Taking \(x=T_{m} (\frac{3}{2} )\) in Corollary 2, applying (8), (9), and (10) we have

$$\begin{aligned}& \sum_{a+b+c=n}U_{a} \biggl(T_{m} \biggl(\frac{3}{2} \biggr) \biggr)\cdot U_{b} \biggl(T_{m} \biggl(\frac{3}{2} \biggr) \biggr)\cdot U_{c} \biggl(T_{m} \biggl(\frac {3}{2} \biggr) \biggr) \\& \quad = \sum_{a+b+c=n}\frac{F_{2m(a+1)}}{F_{2m}}\cdot \frac{F_{2m(b+1)}}{F_{2m}}\cdot\frac{F_{2m(c+1)}}{F_{2m}} \\& \quad = \frac{3(n+3)L_{2m}}{(4-L_{2m}^{2})^{2}}\cdot\frac {F_{2m(n+2)}}{F_{2m}}-\frac {4(n+2)(n+4)-(n+1)(n+2)L^{2}_{2m}}{2(4-L_{2m}^{2})^{2}}\cdot \frac{F_{2m(n+3)}}{F_{2m}} \end{aligned}$$

or

$$\begin{aligned}& \sum_{a+b+c=n}F_{2m(a+1)}\cdot F_{2m(b+1)} \cdot F_{2m(c+1)} \\& \quad =\frac{6(n+3)F_{2m}F_{4m}}{50F^{4}_{m}}\cdot F_{2m(n+2)} -\frac{4(n+2)(n+4)F^{2}_{2m}-(n+1)(n+2)F^{2}_{4m}}{50F_{m}^{4}}\cdot F_{2m(n+3)}, \end{aligned}$$

where we have used the identities \(F_{m}\cdot L_{m}=F_{2m}\) and \(L^{2}_{2m}-4=5\cdot F^{2}_{m} \).
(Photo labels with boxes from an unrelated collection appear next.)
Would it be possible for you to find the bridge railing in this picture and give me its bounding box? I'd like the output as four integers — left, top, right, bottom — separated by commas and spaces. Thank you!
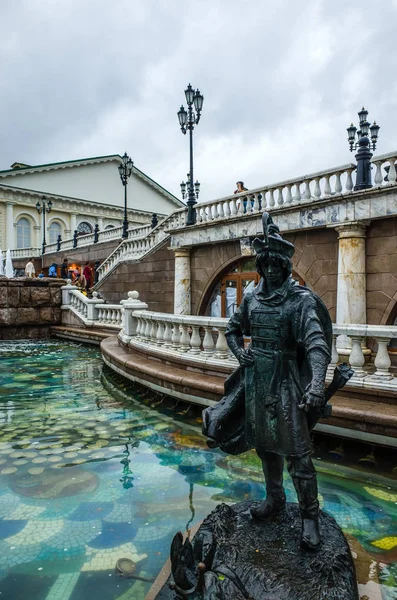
10, 248, 41, 259
62, 280, 397, 391
61, 279, 123, 330
98, 208, 186, 281
193, 151, 397, 223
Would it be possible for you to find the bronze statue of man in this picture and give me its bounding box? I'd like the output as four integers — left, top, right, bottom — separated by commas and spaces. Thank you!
203, 213, 332, 550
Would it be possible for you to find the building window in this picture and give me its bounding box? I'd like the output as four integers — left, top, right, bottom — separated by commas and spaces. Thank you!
48, 221, 61, 244
17, 217, 32, 248
77, 221, 92, 235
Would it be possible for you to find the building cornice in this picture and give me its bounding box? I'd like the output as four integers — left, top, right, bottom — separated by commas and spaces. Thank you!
0, 183, 165, 222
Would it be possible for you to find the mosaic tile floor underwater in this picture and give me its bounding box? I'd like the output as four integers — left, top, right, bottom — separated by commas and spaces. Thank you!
0, 341, 397, 600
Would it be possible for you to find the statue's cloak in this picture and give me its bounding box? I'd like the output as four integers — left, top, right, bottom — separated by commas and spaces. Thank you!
203, 279, 332, 455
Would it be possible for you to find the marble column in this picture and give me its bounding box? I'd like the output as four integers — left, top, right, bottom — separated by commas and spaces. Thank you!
32, 225, 43, 248
336, 222, 367, 348
4, 202, 16, 250
70, 213, 77, 235
174, 248, 192, 315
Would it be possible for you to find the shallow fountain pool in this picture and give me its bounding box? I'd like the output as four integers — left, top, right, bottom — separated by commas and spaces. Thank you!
0, 341, 397, 600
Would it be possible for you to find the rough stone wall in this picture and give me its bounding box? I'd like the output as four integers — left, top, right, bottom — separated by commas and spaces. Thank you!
0, 277, 65, 340
190, 241, 241, 315
191, 229, 338, 320
285, 229, 338, 322
366, 217, 397, 325
98, 242, 175, 313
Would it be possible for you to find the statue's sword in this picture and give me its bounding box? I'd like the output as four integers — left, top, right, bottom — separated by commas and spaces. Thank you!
301, 363, 354, 429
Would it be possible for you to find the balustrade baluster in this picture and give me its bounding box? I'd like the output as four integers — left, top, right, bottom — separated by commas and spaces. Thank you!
324, 175, 331, 196
284, 183, 292, 204
277, 187, 284, 206
372, 337, 393, 381
345, 169, 353, 192
156, 321, 165, 346
171, 323, 181, 350
203, 326, 214, 356
189, 325, 201, 354
164, 321, 172, 348
303, 179, 312, 200
349, 335, 366, 377
335, 173, 342, 195
388, 158, 396, 184
149, 319, 158, 344
179, 323, 190, 352
214, 327, 228, 360
313, 177, 321, 200
294, 183, 302, 204
230, 198, 237, 217
374, 160, 383, 185
328, 334, 339, 376
135, 312, 142, 340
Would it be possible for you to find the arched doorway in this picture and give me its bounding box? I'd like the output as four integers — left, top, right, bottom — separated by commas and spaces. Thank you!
200, 256, 306, 318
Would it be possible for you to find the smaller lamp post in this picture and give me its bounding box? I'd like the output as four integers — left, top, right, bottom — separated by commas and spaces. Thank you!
36, 196, 52, 254
177, 83, 204, 225
347, 107, 380, 190
118, 152, 134, 239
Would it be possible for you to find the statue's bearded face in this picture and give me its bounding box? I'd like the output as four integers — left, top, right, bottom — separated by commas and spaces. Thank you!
257, 253, 289, 289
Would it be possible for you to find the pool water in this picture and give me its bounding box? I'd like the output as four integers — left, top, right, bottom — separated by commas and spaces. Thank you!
0, 341, 397, 600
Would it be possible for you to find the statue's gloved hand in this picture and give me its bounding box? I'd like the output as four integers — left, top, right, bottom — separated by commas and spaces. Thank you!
236, 348, 255, 367
299, 385, 326, 412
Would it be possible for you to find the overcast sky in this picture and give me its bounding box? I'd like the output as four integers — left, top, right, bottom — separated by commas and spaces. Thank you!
0, 0, 397, 201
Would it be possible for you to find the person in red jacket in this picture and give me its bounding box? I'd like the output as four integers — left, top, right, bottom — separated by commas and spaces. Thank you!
83, 261, 92, 292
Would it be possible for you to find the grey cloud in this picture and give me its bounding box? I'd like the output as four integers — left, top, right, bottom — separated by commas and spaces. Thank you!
0, 0, 397, 200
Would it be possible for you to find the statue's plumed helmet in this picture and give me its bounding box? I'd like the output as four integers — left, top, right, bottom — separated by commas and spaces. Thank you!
252, 212, 295, 258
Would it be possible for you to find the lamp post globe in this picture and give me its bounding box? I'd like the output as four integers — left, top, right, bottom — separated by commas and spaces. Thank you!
177, 83, 204, 225
118, 152, 134, 239
36, 196, 52, 255
347, 107, 380, 190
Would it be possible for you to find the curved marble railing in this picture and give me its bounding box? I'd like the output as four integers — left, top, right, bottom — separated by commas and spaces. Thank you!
120, 300, 397, 390
98, 208, 186, 282
62, 282, 397, 391
125, 304, 232, 363
61, 280, 123, 330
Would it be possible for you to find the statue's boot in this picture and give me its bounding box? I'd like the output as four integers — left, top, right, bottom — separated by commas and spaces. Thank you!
293, 476, 321, 550
251, 454, 286, 521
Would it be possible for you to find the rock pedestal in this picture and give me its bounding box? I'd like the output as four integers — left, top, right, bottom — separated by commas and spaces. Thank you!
156, 502, 359, 600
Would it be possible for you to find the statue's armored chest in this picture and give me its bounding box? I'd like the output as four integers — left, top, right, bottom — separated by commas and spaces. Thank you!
250, 305, 284, 349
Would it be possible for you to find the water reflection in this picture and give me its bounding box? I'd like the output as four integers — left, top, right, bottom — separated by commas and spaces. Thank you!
0, 342, 397, 600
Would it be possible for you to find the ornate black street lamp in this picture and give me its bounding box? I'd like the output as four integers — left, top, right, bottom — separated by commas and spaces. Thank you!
178, 83, 204, 225
118, 152, 134, 238
36, 196, 52, 254
181, 173, 200, 200
347, 107, 380, 190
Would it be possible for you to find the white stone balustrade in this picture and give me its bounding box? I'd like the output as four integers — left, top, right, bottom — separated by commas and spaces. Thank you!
332, 325, 397, 389
120, 310, 237, 366
98, 209, 185, 281
11, 248, 41, 259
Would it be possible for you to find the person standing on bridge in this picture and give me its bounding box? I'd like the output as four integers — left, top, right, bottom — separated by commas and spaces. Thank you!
25, 258, 36, 277
83, 260, 92, 292
61, 258, 68, 279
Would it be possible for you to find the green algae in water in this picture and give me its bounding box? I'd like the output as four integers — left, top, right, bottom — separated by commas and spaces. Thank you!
0, 341, 397, 600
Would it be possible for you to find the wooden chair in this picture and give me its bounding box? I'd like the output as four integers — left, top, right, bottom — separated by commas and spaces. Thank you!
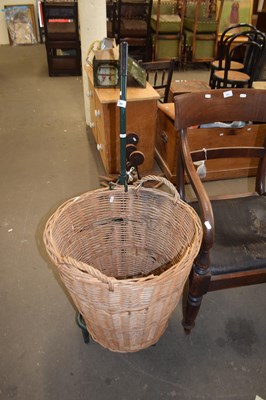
115, 0, 152, 61
151, 0, 184, 66
184, 0, 224, 64
140, 59, 176, 103
209, 23, 256, 87
175, 89, 266, 333
211, 31, 265, 89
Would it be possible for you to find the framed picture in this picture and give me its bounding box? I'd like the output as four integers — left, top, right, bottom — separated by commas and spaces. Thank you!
4, 4, 37, 45
218, 0, 253, 33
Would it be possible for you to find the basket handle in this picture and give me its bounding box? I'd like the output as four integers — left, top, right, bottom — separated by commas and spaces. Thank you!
137, 175, 180, 203
59, 257, 116, 292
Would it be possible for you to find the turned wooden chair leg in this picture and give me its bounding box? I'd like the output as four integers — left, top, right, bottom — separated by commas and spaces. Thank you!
182, 252, 211, 334
182, 293, 203, 335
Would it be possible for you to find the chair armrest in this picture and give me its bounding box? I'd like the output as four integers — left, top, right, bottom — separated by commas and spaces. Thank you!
180, 129, 214, 251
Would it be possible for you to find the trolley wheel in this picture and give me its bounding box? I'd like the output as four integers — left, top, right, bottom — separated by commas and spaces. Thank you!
126, 132, 139, 145
76, 313, 90, 343
129, 150, 145, 167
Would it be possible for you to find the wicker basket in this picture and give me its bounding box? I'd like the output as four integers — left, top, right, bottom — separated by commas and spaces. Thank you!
44, 176, 202, 352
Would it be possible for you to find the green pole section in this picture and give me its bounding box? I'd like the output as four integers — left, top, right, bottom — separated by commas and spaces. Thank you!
118, 42, 128, 191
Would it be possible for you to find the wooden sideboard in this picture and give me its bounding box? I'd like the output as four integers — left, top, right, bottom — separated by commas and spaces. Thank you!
85, 66, 160, 174
155, 103, 266, 183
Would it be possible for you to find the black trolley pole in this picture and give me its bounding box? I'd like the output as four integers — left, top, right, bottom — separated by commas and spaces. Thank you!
118, 42, 128, 191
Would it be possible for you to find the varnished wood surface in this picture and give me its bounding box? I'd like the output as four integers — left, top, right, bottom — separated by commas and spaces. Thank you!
85, 65, 160, 104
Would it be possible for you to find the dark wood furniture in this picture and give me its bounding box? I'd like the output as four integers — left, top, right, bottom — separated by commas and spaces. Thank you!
151, 0, 184, 63
184, 0, 224, 64
155, 98, 266, 183
140, 59, 176, 103
210, 30, 265, 89
113, 0, 152, 61
209, 23, 256, 86
42, 1, 81, 76
175, 89, 266, 333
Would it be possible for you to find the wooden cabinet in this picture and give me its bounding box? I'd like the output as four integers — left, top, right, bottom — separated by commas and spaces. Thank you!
86, 66, 160, 174
155, 103, 266, 183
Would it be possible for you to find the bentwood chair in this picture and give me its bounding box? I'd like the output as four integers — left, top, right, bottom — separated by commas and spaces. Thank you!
174, 89, 266, 333
211, 34, 265, 89
209, 23, 256, 87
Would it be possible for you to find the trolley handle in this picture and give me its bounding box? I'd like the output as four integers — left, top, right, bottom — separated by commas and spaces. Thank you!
137, 175, 180, 203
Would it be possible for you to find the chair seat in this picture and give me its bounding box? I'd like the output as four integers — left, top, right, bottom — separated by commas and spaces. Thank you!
184, 17, 217, 33
214, 70, 250, 84
195, 196, 266, 275
151, 14, 181, 33
211, 60, 244, 71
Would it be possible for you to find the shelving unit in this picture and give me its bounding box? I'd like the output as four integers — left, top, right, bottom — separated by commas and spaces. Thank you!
42, 1, 81, 76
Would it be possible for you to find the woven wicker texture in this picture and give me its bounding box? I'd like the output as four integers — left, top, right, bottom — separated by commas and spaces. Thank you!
44, 176, 202, 352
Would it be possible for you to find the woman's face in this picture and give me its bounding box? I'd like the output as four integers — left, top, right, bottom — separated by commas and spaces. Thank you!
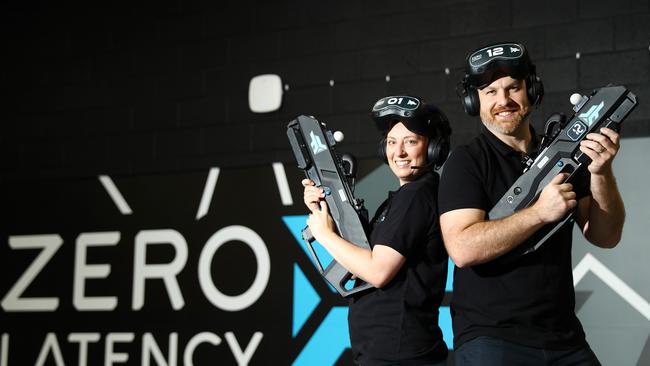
386, 122, 429, 186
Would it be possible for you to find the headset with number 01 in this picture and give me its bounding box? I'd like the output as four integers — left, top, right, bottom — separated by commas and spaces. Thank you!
488, 86, 637, 261
287, 116, 372, 297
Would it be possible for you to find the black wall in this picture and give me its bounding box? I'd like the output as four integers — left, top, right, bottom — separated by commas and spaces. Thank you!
0, 0, 650, 180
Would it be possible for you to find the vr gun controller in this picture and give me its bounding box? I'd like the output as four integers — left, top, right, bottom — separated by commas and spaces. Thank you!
287, 116, 372, 297
488, 86, 637, 261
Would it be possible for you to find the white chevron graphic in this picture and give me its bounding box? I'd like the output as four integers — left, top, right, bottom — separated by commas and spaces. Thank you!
573, 253, 650, 321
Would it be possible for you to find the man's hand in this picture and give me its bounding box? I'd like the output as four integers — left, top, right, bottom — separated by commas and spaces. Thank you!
531, 173, 578, 224
580, 127, 620, 175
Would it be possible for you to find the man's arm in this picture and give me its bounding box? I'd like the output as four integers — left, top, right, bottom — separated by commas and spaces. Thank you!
577, 128, 625, 248
440, 174, 577, 267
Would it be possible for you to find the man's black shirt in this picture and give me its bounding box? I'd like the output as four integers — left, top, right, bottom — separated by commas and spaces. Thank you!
439, 127, 588, 349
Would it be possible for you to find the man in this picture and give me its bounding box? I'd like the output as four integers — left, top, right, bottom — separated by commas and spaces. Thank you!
439, 43, 625, 365
302, 96, 451, 366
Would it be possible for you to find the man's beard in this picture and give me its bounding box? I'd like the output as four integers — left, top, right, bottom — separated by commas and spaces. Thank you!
480, 104, 530, 135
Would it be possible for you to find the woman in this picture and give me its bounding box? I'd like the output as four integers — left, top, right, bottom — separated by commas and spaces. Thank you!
302, 96, 451, 366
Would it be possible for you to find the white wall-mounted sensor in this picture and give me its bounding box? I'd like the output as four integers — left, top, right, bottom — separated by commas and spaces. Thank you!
248, 74, 282, 113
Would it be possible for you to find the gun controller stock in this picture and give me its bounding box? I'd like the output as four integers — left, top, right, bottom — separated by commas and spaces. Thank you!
488, 86, 637, 260
287, 115, 372, 297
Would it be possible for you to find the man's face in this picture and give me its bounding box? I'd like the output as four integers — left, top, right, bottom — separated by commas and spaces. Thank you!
386, 122, 428, 185
478, 76, 530, 135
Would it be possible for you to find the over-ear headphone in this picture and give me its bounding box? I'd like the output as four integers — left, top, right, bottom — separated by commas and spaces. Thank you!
456, 42, 544, 116
372, 96, 451, 169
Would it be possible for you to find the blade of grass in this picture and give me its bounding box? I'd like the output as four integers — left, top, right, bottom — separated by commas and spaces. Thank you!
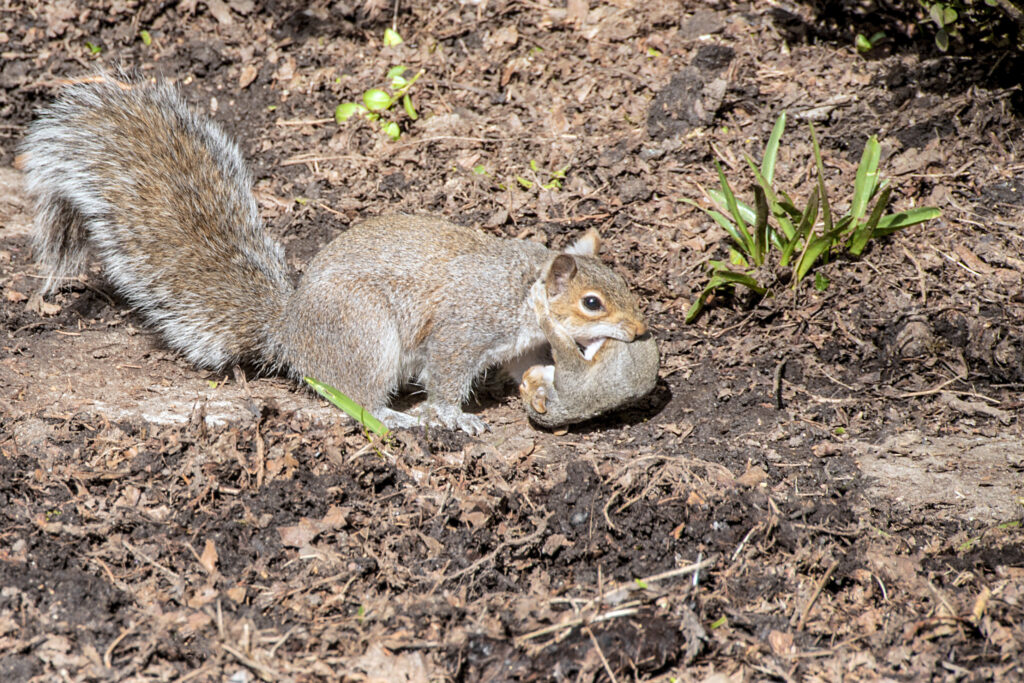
302, 377, 388, 436
849, 187, 892, 256
705, 189, 757, 224
874, 206, 942, 237
793, 228, 842, 287
761, 110, 785, 185
850, 135, 882, 222
743, 155, 794, 240
778, 185, 819, 268
715, 159, 754, 253
752, 185, 768, 265
808, 122, 833, 232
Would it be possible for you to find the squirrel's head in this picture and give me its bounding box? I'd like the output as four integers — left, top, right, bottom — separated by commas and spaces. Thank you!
544, 229, 647, 351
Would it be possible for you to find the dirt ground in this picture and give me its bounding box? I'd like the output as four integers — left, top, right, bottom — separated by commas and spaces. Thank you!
0, 0, 1024, 683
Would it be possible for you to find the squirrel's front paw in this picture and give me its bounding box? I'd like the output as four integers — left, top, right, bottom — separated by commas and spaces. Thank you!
519, 366, 555, 415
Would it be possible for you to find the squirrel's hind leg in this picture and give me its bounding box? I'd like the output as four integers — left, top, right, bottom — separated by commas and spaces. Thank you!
32, 195, 88, 294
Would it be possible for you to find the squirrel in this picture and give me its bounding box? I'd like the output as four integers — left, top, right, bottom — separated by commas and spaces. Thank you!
20, 72, 646, 434
519, 282, 659, 428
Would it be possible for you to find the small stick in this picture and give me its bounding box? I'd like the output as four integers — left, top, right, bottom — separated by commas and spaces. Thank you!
772, 358, 785, 411
584, 626, 618, 683
797, 560, 839, 631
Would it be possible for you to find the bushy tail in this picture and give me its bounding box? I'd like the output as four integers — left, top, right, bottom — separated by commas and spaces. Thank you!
22, 74, 293, 368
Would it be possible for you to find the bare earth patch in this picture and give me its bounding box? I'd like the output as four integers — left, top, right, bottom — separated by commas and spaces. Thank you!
0, 0, 1024, 682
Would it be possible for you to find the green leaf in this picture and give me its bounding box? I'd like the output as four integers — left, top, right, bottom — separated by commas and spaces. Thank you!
753, 185, 768, 265
384, 27, 402, 47
334, 102, 367, 123
401, 92, 420, 121
793, 228, 841, 287
850, 135, 882, 221
706, 189, 758, 223
761, 110, 785, 185
809, 122, 833, 232
381, 121, 401, 140
729, 247, 751, 268
715, 159, 754, 254
743, 155, 794, 242
302, 377, 388, 436
362, 88, 394, 112
874, 206, 942, 237
778, 185, 820, 268
849, 187, 892, 256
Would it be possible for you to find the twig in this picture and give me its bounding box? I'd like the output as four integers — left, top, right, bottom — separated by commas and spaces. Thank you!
896, 376, 966, 398
797, 560, 839, 631
772, 358, 785, 411
584, 627, 618, 683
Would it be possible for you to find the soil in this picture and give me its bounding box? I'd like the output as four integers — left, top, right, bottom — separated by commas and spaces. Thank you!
0, 0, 1024, 682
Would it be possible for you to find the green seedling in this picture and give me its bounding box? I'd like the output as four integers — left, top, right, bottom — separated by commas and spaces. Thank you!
515, 159, 569, 190
683, 112, 939, 323
853, 31, 886, 53
384, 28, 403, 47
334, 65, 424, 140
302, 377, 389, 437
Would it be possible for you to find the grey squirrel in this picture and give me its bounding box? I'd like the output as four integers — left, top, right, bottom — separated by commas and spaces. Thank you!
519, 282, 659, 428
20, 74, 646, 434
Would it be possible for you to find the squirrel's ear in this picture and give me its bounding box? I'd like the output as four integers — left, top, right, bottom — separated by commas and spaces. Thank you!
545, 254, 575, 299
565, 227, 601, 256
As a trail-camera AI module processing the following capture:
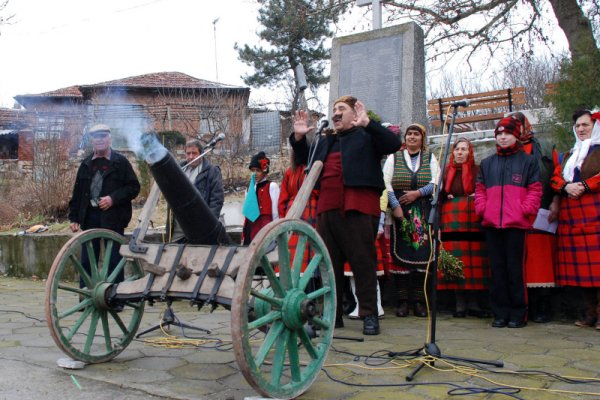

Similarly, taking \(x=T_{m} (\frac{3}{2} )\) in Corollary 3, from (8), (9), and (10) we can also deduce the identity

$$\begin{aligned}& \sum_{a+b+c+d=n}F_{2m(a+1)}\cdot F_{2m(b+1)} \cdot F_{2m(c+1)}\cdot F_{2m(d+1)} \\& \quad = \frac{2(n+4)F^{3}_{2m} ((n^{2}+8n+27)L^{2}_{2m}-4(n^{2}+8n+12) )}{750F^{6}_{m}}\cdot F_{2m(n+3)} \\& \qquad {}-\frac{F_{4m}F^{2}_{2m}(n+3) ((n^{2}+3n+2)L^{2}_{2m}-4(n^{2}+3n-13) )}{750F_{m}^{6}}\cdot F_{2m(n+4)}. \end{aligned}$$

This proves Corollaries 6 and 7.

Corollary 8 follows from Corollary 7 with \(m=1\), \(L_{2}=3\), \(F_{1}=F_{2}=1\), \(F_{4}=3\).

This completes the proofs of our all results.